What about 'It's a Boy!' ?


We were sitting and staring at my big belly, watching the baby movements and in the process hoping to see a hand here or a foot there go swoosh under the extended skin. The doctor had promised us that the 9th month will be full of fascinating science as has never been experienced by us before – neither individually and nor as a couple together. Indeed! We screamed in unison as we saw tiny little fingers brush against the inside of my humungous uterus, as if trying to tickle me. 

“What are you hoping the baby to be?” I asked him in glee.

“I want a boy!” came his confident, almost pre-conceived response. Instantly, I asked a horrified ‘why’ which in turn made him sit-up, straighten up and stutter. He was beginning to say something about how it did not matter whichever came his way, but that he wanted a son for silly reasons like ganging-up against me, playing PS2 freely and for enjoying some man-to-man bonding and company in a house when the hen was pecking all too often, lately! But before he knew it, I had surrounded him like a storm-on-a-mission, with my hormonal guttural going on and on about issues and ideas that ranged from feminist to activist to who-admits-that-these-days to how-regressive-are-you to what-not. I did not wonder then what was so odd about a to-be father wanting a son. I realized only later it was a hope no one honestly gave voice to any more, for fear of a response exactly as my husband had to witness. Without admitting as much, I smelled I was not entirely right, and called it a night.  

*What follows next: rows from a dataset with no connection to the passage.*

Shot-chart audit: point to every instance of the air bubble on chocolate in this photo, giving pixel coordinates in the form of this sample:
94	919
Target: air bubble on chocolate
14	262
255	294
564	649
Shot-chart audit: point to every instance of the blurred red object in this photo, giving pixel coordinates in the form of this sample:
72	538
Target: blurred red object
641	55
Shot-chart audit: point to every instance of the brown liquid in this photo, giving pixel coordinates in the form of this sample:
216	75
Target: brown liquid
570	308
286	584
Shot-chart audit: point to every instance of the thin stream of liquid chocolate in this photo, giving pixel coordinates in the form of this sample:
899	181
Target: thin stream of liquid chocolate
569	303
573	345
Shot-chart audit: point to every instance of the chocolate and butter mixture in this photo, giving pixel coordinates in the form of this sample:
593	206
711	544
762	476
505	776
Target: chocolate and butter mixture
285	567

A boy it was, indeed! We were all happy, and my husband very happy. This was more than 2 years back. The parenting journey began – both offline as well as online. I introduced myself to various parenting groups and subscribed to reputed parenting journals as “guides” in times of need, or otherwise. And then I gradually came to realize how hardly anyone seemed to be discussing issues related to boys and how all the girls were having the cake and eating it too. Ribbons and frills ruled the roost and checkered shirts and shorts were never on discount. Mothers of girls were going ‘We are blessed by Laxmi’ whereas those of boys stood quietly, almost guiltily, behind. I saw how every expectant pair of parent said they wanted a girl as if under a pressure to and how every grandmother kept repeating to herself like a prayer ‘these days there is no difference between a girl and a boy’. Seriously! Boys were conspicuous by their absence. No one seemed to want them, or give donations to those in need for raising a boy child, or even admit they were happy to have had a son. I quietly felt sorry for delivering a speech to my husband that night as I saw the unfairness in the situation. In this lop-sided idea of progress, and something that surely could not help in gender equality - by putting the spot-light on one and relegating the other to the background. 

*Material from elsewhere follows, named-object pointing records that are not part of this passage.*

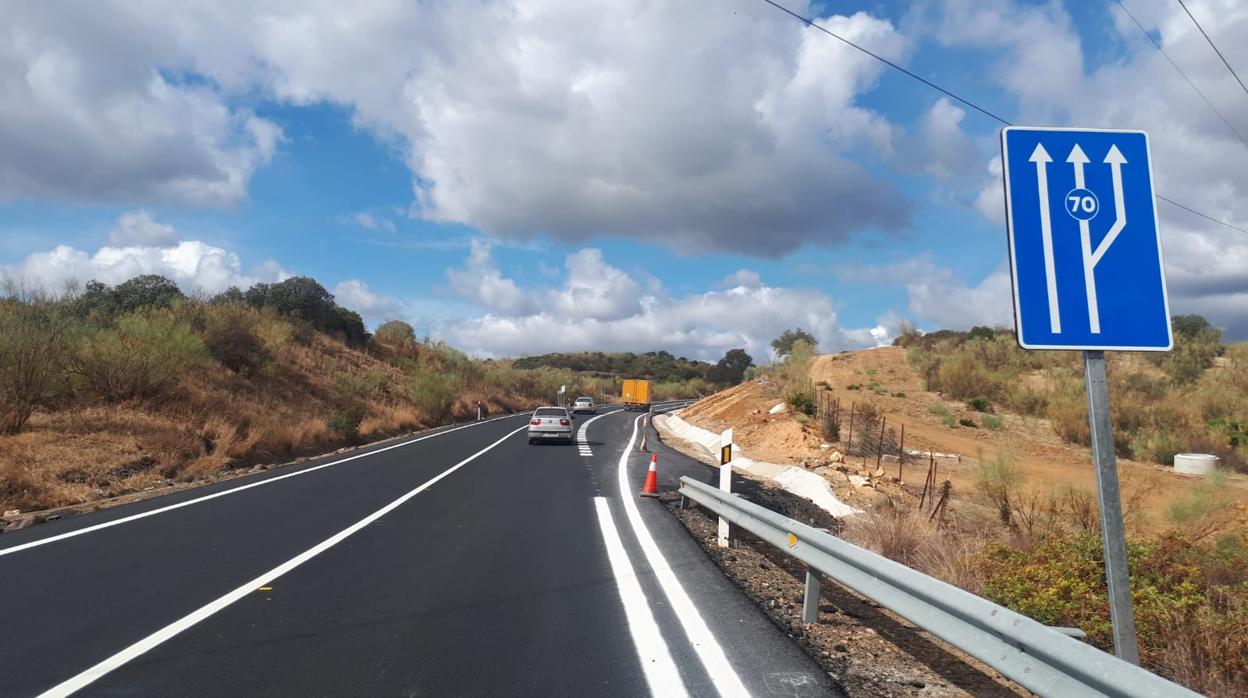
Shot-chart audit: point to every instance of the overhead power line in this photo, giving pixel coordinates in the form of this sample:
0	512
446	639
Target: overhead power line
1179	70
1236	75
810	23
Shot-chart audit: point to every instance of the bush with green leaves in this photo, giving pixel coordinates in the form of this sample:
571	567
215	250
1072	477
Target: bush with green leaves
801	402
346	421
433	393
979	405
31	360
136	355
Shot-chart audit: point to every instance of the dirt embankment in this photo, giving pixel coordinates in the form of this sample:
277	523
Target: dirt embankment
884	378
215	423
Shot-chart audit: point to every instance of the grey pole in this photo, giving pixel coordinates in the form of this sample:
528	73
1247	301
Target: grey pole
1112	535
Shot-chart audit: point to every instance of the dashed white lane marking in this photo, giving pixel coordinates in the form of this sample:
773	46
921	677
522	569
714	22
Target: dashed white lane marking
708	648
152	641
660	669
231	491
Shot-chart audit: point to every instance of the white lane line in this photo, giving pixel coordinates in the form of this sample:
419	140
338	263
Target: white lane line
660	671
152	641
226	492
708	648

And then one day, this video happened to my life. I say the video happened because I consider it an event - I had never seen nor heard before commentary as convincing and as moving to my very being as this one. It made me see how I was living in a world so far removed from next-door reality. So far removed, that it made me re-examine all the ‘What about it’s a boy?’ thoughts that were creating a little storm in my mind. 

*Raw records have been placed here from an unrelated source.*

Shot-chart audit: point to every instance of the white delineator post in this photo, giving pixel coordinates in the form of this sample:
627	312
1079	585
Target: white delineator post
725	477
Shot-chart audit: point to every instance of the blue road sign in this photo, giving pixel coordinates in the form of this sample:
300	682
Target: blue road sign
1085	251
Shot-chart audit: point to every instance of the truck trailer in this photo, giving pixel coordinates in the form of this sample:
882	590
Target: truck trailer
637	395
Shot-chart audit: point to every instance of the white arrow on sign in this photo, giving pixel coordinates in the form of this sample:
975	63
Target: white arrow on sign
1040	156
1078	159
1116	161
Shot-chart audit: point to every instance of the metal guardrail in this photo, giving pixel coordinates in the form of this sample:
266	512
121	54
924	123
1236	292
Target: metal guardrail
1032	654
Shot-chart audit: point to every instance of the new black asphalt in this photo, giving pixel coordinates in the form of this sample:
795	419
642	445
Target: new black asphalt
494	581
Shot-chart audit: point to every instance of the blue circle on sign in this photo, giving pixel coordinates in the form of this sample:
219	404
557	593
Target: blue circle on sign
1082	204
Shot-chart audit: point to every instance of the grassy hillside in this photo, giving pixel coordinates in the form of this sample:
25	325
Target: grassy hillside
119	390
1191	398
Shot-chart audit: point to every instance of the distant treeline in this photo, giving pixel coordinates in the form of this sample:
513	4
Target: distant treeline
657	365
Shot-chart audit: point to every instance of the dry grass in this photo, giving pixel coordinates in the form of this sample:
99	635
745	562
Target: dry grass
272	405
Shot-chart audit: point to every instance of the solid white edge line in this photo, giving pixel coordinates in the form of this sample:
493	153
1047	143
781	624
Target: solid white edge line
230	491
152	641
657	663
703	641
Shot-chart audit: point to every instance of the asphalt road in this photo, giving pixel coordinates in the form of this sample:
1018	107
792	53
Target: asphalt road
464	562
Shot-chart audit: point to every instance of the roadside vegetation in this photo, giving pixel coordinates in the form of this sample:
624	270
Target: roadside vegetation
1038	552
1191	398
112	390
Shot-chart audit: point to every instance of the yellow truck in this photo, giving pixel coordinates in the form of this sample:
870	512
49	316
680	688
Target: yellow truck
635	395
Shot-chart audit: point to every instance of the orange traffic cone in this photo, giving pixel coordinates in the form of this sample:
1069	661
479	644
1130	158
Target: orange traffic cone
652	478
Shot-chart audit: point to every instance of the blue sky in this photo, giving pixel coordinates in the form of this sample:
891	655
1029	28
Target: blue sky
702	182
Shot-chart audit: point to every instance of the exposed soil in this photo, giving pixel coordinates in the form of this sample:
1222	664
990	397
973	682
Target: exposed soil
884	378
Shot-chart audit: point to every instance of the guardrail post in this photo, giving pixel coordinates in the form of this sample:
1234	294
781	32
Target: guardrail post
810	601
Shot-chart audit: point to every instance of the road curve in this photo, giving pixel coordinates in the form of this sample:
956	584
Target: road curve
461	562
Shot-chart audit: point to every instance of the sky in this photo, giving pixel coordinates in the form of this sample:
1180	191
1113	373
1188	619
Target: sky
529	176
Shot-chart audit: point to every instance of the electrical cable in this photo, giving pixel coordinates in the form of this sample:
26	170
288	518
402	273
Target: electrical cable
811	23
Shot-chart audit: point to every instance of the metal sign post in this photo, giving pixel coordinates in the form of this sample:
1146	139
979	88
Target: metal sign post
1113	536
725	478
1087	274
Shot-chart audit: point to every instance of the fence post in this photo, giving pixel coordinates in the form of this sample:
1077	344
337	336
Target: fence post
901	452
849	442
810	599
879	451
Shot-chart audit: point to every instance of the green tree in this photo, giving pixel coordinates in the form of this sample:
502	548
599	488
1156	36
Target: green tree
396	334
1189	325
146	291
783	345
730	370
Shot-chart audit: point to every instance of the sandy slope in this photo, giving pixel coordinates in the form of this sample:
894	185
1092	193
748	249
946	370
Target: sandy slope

This is the video of film maker Evan Grae Davis on ‘gendercide’. It is a part of the list of videos on FTideaCaravan to spread the belief that powerful ideas today are the true investments for a better tomorrow:




The video left me with the following thoughts and lessons, to mull over and pass on. To do my tiny bit in a section of the world that needed as many hands and minds as could come forward. If not to erase history but to prevent it from repeating itself - history that is made up of such heart-wrenching statistics as this video brings to light. 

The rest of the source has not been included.